Yrs: First; Last; GC; W; L; T; W%; GC; W; L; W%
New York Titans
1: Sammy Baugh‡; 2; 1960; 1961; 28; 14; 14; 0; .500; —
2: Bulldog Turner*‡; 1; 1962; 14; 5; 9; 0; .357; —
New York Jets
3: Weeb Ewbank†; 11; 1963; 1973; 154; 71; 77; 6; .481; 3; 2; 1; .667; 1 Super Bowl Championship (III) 1 AFL Championship (1968) 2 AFL playoff berths
4: Charley Winner; 2; 1974; 1975; 23; 9; 14; 0; .391; —
5: Ken Shipp*; 1; 1975*^{[b]}; 5; 1; 4; 0; .200; —
6: Lou Holtz*; 1; 1976*^{[c]}; 13; 3; 10; 0; .231; —
7: Mike Holovak; 1; 1976^{[d]}; 1; 0; 1; 0; .000; —
8: Walt Michaels*; 6; 1977; 1982; 87; 39; 47; 1; .454; 4; 2; 2; .500; 2 Playoff berths Pro Football Weekly NFL Coach of the Year (1978) UPI NFL Coach of the Year (1978)
9: Joe Walton*; 7; 1983; 1989; 111; 53; 57; 1; .482; 3; 1; 2; .333; 2 Playoff berths
10: Bruce Coslet; 4; 1990; 1993; 64; 26; 38; 0; .406; 1; 0; 1; .000; 1 Playoff berth
11: Pete Carroll; 1; 1994; 16; 6; 10; 0; .375; —
12: Rich Kotite; 2; 1995; 1996; 32; 4; 28; 0; .125; —
13: Bill Parcells†; 3; 1997; 1999; 48; 29; 19; 0; .604; 2; 1; 1; .500; 1 AFC East Championship (1998) 1 Playoff berth
14: Al Groh*; 1; 2000; 16; 9; 7; 0; .563; —
15: Herm Edwards; 5; 2001; 2005; 80; 39; 41; 0; .488; 5; 2; 3; .400; 1 AFC East Championship (2002) 3 Playoff berths
16: Eric Mangini; 3; 2006; 2008; 48; 23; 25; 0; .479; 1; 0; 1; .000; 1 Playoff berth
17: Rex Ryan; 6; 2009; 2014; 96; 46; 50; 0; .479; 6; 4; 2; .667; 2 Playoff berths
18: Todd Bowles; 4; 2015; 2018; 64; 24; 40; 0; .375; —
19: Adam Gase; 2; 2019; 2020; 32; 9; 23; 0; .281; —
20: Robert Saleh; 4; 2021; 2024^{[e]}; 56; 20; 36; 0; .357; —
21: Jeff Ulbrich*; 1; 2024^{[f]}; 12; 3; 9; 0; .250; —
22: Aaron Glenn*; 1; 2025; present; 17; 3; 14; 0; .176; —
Totals: 67; 1960; 2025; 1,017; 436; 573; 8; .433; 25; 12; 13; .480

==Footnotes==

- The Win–loss percentage is calculated using the formula: $\frac{Wins+\frac{1}{2}Ties}{Games}$
- Ken Shipp was the interim head coach for five games in the 1975 season.

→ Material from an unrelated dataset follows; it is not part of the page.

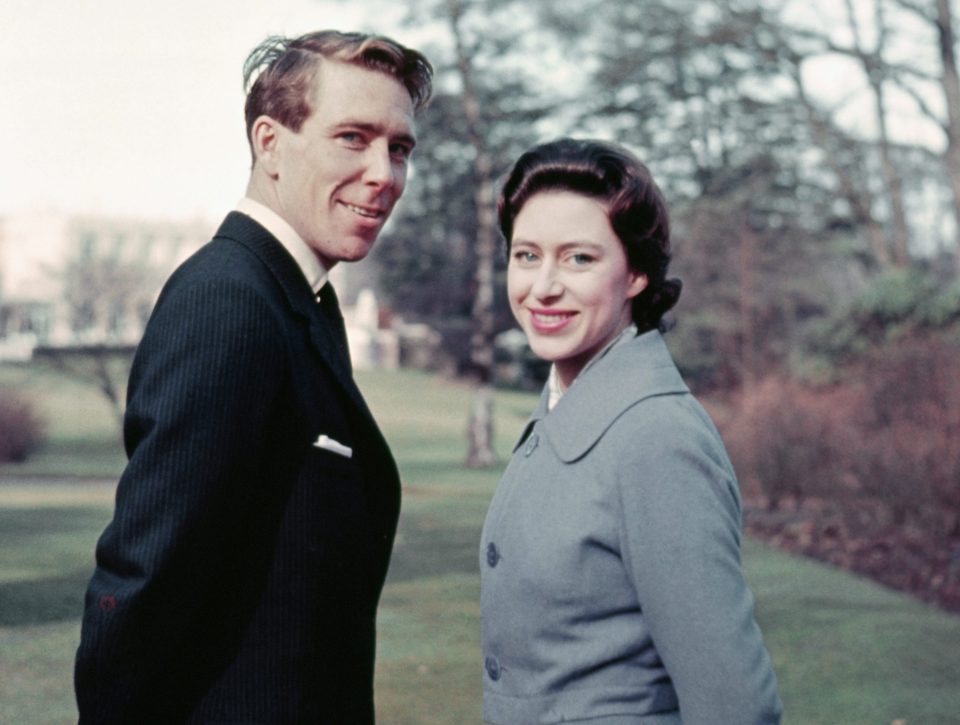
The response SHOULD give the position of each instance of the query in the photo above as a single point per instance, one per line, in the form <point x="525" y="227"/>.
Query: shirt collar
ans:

- Holtz resigned as Jets head coach 13 games into the season; he was replaced by Mike Holovak for the last game of the season.
- Holovak coached the last game of the 1976 season, after Lou Holtz had resigned as Jets head coach.
- Saleh was fired 5 games into the 2024 season, replaced by interim coach Jeff Ulbrich.
- Ulbrich coached the final 12 games of the 2024 season after Robert Saleh was fired.